Some Like It Hot

お熱いのがお好きな映画ファンtakのつぶやき。
キネマ旬報社主催映画検定2級合格。

ボルサリーノ

2024-08-20 | 映画(は行)


◼️「ボルサリーノ/Borsalino」(1970年・フランス=イタリア)

監督=ジャック・ドレー
主演=アラン・ドロン ジャン・ポール・ベンモンド ミシェル・ブーケ

2024年8月18日の午後。アラン・ドロンの訃報が届いた。ドロン全盛期の頃、僕はまだお子ちゃまだが、美男の代名詞として多くの場面で名前が挙がるのを聞いて育っただけに特別な存在だった。ドロンがナレーションで参加したダリダの「甘い囁き」(ぱろーれぱろれぱろーれ♪って歌ね)を聴いたのも、ドロン映画を初めて観た頃だと記憶している。初めて主演作をちゃんと観たのは「ブーメランのように」だと鑑賞ノートに書いていたが、実は「ショック療法」が初ドロン映画(恥)。「太陽がいっぱい」は数えきれないくらい繰り返し観てる大好きな映画。親父に何度もビデオで観させられたのは「シシリアン」と「スコルピオ」。
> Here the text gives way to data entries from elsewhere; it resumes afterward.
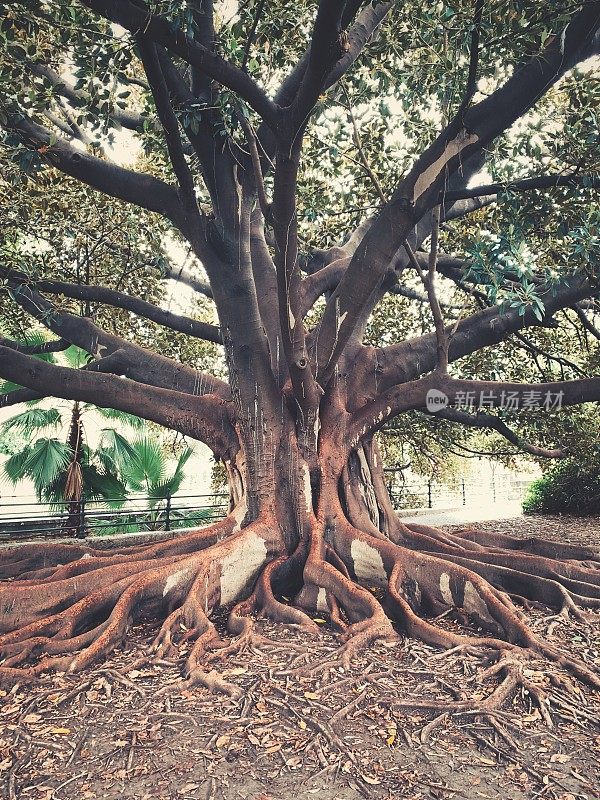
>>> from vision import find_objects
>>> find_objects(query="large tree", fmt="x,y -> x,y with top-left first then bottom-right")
1,0 -> 600,703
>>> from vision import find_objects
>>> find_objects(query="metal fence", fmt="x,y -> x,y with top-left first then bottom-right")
0,493 -> 229,541
0,475 -> 530,542
387,475 -> 530,511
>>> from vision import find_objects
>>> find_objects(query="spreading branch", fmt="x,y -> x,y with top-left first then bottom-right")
4,282 -> 230,399
444,173 -> 600,202
27,62 -> 145,131
137,39 -> 201,222
351,372 -> 600,446
80,0 -> 279,129
314,3 -> 600,386
459,0 -> 484,111
7,115 -> 186,230
369,272 -> 596,397
2,270 -> 222,344
0,346 -> 237,458
433,406 -> 567,459
0,336 -> 70,355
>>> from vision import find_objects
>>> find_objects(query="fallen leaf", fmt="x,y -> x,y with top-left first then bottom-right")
361,774 -> 381,785
386,723 -> 397,745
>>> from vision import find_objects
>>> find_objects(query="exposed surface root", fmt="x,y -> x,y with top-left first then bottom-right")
0,518 -> 281,690
1,509 -> 599,715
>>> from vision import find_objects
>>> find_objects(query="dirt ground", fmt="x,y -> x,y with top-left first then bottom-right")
1,515 -> 599,800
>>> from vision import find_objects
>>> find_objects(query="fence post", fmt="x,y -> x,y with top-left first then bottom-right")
77,497 -> 86,539
427,480 -> 432,509
461,477 -> 466,506
165,492 -> 172,531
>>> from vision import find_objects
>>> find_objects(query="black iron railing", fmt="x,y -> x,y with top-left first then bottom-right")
387,476 -> 529,511
0,476 -> 529,542
0,492 -> 229,541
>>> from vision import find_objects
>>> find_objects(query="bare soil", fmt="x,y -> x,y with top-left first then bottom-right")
1,515 -> 599,800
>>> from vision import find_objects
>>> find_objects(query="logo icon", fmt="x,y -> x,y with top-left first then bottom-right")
426,389 -> 449,413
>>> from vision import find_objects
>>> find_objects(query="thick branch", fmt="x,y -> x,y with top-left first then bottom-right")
0,347 -> 237,458
351,371 -> 600,445
7,115 -> 185,229
0,387 -> 43,409
444,173 -> 600,202
0,336 -> 70,355
80,0 -> 278,129
137,39 -> 200,221
371,273 -> 595,397
12,275 -> 222,344
161,262 -> 213,298
257,1 -> 393,165
4,282 -> 230,399
288,0 -> 346,128
575,304 -> 600,340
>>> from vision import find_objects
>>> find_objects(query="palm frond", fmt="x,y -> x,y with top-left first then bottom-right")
93,408 -> 146,429
80,464 -> 128,507
125,437 -> 166,490
147,447 -> 193,507
1,408 -> 61,437
3,447 -> 33,485
22,439 -> 72,497
98,429 -> 141,475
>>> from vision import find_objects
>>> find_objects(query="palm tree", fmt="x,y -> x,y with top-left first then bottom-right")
123,437 -> 195,529
1,335 -> 194,534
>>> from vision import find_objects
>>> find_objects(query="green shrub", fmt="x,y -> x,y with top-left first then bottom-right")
523,454 -> 600,515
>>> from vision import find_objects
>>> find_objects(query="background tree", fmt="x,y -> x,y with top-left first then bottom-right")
1,1 -> 600,706
1,336 -> 197,534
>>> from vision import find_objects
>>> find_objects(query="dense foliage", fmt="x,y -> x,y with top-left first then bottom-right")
523,451 -> 600,515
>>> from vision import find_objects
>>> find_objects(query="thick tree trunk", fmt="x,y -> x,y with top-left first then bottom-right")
1,406 -> 600,707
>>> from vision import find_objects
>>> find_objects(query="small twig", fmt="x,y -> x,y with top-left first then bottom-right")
52,772 -> 87,799
7,754 -> 27,800
66,725 -> 90,766
126,732 -> 137,771
329,688 -> 368,728
241,0 -> 266,72
458,0 -> 485,114
238,112 -> 270,219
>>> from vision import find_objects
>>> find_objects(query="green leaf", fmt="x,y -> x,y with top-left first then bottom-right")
21,438 -> 72,496
124,437 -> 166,490
1,407 -> 61,436
93,408 -> 145,429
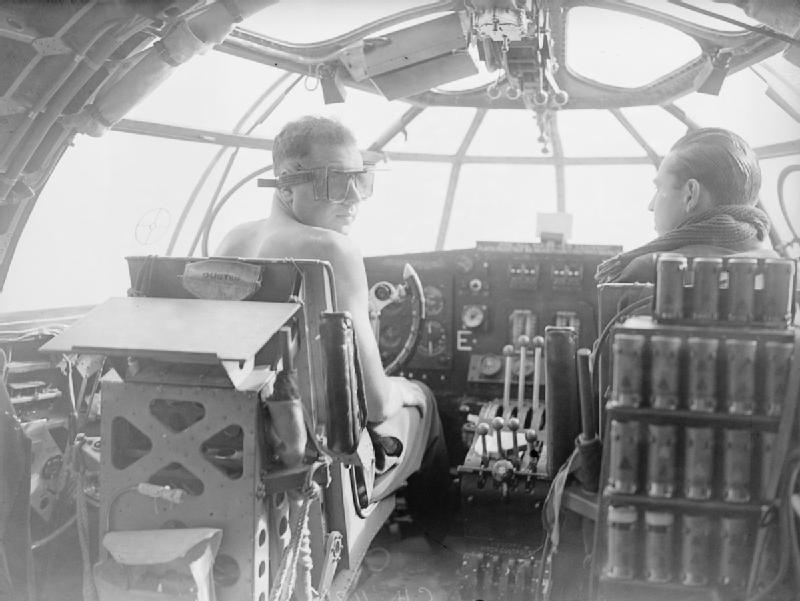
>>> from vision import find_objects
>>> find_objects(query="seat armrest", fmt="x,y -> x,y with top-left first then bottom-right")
319,312 -> 367,459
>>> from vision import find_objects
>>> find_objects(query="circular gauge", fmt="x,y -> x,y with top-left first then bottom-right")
462,304 -> 486,328
417,321 -> 447,357
423,285 -> 444,316
379,324 -> 403,350
512,357 -> 535,378
478,354 -> 503,377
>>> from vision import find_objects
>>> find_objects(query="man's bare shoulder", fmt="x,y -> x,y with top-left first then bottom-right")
216,219 -> 269,257
218,216 -> 363,269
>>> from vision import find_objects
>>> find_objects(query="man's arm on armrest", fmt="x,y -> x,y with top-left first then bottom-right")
323,236 -> 419,422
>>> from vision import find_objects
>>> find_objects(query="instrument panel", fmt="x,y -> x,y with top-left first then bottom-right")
365,240 -> 621,397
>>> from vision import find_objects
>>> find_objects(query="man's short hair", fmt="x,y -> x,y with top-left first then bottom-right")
272,116 -> 357,174
668,127 -> 761,207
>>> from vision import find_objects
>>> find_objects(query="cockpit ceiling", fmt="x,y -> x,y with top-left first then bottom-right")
224,0 -> 790,110
0,0 -> 798,292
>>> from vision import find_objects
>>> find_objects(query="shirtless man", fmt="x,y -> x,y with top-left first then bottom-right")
217,116 -> 448,514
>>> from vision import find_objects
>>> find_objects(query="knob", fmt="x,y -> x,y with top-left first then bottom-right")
374,282 -> 392,301
491,459 -> 514,483
518,334 -> 530,348
532,335 -> 545,349
469,278 -> 483,292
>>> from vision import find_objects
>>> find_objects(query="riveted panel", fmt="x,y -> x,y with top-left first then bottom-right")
100,375 -> 268,600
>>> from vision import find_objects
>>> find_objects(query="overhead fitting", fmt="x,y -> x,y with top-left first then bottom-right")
469,0 -> 567,152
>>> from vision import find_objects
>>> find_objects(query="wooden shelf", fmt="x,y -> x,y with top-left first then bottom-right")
606,406 -> 779,430
604,491 -> 766,514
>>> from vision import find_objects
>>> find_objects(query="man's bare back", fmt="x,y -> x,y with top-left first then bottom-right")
215,115 -> 447,511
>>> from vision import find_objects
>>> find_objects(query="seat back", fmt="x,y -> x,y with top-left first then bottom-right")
126,256 -> 335,429
126,256 -> 391,576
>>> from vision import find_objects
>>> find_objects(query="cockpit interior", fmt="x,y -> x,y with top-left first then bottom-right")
0,1 -> 799,601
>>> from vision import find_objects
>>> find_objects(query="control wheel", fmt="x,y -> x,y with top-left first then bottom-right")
368,263 -> 425,375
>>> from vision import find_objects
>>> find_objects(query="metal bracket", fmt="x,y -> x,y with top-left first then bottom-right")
261,460 -> 331,496
339,42 -> 368,81
32,37 -> 71,55
0,97 -> 25,117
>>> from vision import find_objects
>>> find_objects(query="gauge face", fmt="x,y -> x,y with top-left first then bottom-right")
379,324 -> 403,350
417,321 -> 447,357
512,357 -> 535,378
478,354 -> 503,377
423,285 -> 444,316
462,304 -> 486,328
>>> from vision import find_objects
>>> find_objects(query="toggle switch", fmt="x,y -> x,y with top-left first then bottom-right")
492,416 -> 505,458
517,335 -> 530,419
531,335 -> 545,424
502,344 -> 515,416
477,422 -> 490,467
525,429 -> 539,463
507,417 -> 520,466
訃報を聞いて「ボルサリーノ」を改めて観た。子供の頃に断片的に観てると思うのだけど、実はちゃんと観てなかったようだ。出所間もないロックは元カノが今付き合っているフランソワと出会う。派手に殴り合った後、お互いを認め合い相棒となった2人が、機転と度胸で裏仕事からマルセイユの大物に成り上がっていく物語。

この頃のドロンは、アメリカ進出したがうまくいかずにフランスに戻り、自身のプロダクションを設立している。そして製作されたのが「ボルサリーノ」。プロデューサー業に乗り出すと自分をうまく魅せることが思い通りにできるようになる。今のトム・クルーズがええカッコしいしてるのと同じ(一緒にするなw)。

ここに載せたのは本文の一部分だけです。